Andava tutto bene, era entusiasta di maestre, compagni e giochi. E ora, dopo qualche giorno di vacanza, fa mille storie per tornare all’asilo…

Succede spesso, dopo una pausa prolungata come le feste natalizie o le ferie estive, che per i bimbi la ripresa del tran-tran quotidiano sia un piccolo trauma. Anche se sono ben inseriti all’asilo o alla materna.

Che cosa fare se non vuole andare all’asilo o alla materna?

Questi sono alcuni suggerimenti che abbiamo raccolto per te nel caso il tuo bambino faccia qualche capriccio e la mattina si metta a piangere o punti i piedi per andare all’asilo o alla materna.

  • Invita a casa qualche compagno o trova l’occasione per uscite e gite in gruppo. Così si crea un senso di continuità tra l’ambiente di casa e la scuola. E il piccolo sarà più tranquillo, perchè sa che, andando all’asilo, potrà incontrare i suoi amici.
  • Lascia che porti all’asilo il suo peluche o gioco preferito: sembra banale ma può aiutare un bambino di tre o quattro anni a uscire di casa più contento.
  • Se fa fatica ad alzarsi, gli si potranno ricordare i momenti piacevoli della giornata: i giochi che farà a scuola, i disegni, la merenda, il pomeriggio con gli amichetti.
  • La sera puoi provare a raccontare una favola o una storia che parli proprio del tema della separazione dalla mamma e dalla casa e poi della gioia di ritrovarsi di nuovo tutti insieme.
  • E anche utile cercare di riprendere subito dopo la pausa i ritmi e le abitudini normali, soprattutto se il piccolo frequenta il nido. La routine dà molta sicurezza ai bambini, ma una volta scardinata, è difficile da ripristinare.
  • Può essere utile coinvolgere il bambino, la mattina, in una spece di rituale raccontato, facendo i preparativi sempre nello stesso ordine e commentandogli: prima lavarsi, poi vestirsi, per ultima la colazione. I bambini sono molto abitudinari e sapere via via ciò che viene dopo li rassicura.
  • Ricordati che questi momenti di “crisi” possono verificarsi in qualsiasi periodo dell’anno. E’ normale che i piccoli attraversino talvolta fasi di regressione, in cui sentono il bisogno di fare “rifornimento” di coccole e attenzioni.

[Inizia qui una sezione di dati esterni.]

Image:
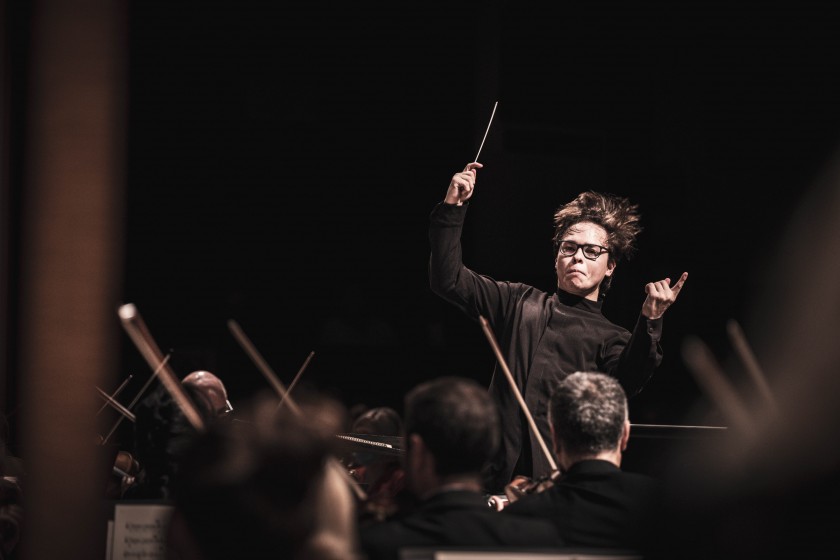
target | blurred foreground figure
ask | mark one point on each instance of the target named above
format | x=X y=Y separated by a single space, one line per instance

Che cosa NON fare se non vuole andare all’asilo o alla materna

  • Non pretendere che gli passi subito: ecco l’atteggiamento migliore. In questo modo si permette al bambino di confrontarsi con le emozioni negative, senza reprimerle. E questo gli consente di superarle più in fretta.
  • Invece di irritarsi, meglio pensare alla “sindrome del lunedì”, quando la sola idea di riprendere il lavoro dopo due giorni di pausa deprime gli adulti. Figuriamoci un bambino, che a casa ha le attenzioni di tutti concentrate su di lui.
  • Non fare confronti con i compagni: “guarda Carlo come è bravo e tranquillo…”. Non solo non si otterrebbe l’effetto sperato, ma anzi, si farebbe sentire il piccolo inadeguato e quindi più fragile e insicuro.
  • Non promettergli cose che si sa di non poter mantenere pur di farlo andare all’asilo a tutti i costi, come: “Se oggi vai a scuola, domani ti lascio a casa”. Il bambino se ne ricorda. Meglio essere sinceri e premiarlo ogni tanto per il suo sforzo, facendogli trovare un regalino al rientro.
NON ESSERE SEMPRE DI FRETTA
Un suggerimento sempre valido è svegliare il bambino un quarto d’ora prima per guadagnare ritmi più rilassati e vicini alle sue esigenze.
Senza contare che è bello potersi concedere uno spazio per le coccole e per farsi raccontare i sogni che ha fatto.
Può essere divertente per proporgli il gioco della clessidra o delle lancette: “vediamo se riusciamo a vestirci prima che la sabbia sia finita (o che la lancetta sia arrivata fino a lì).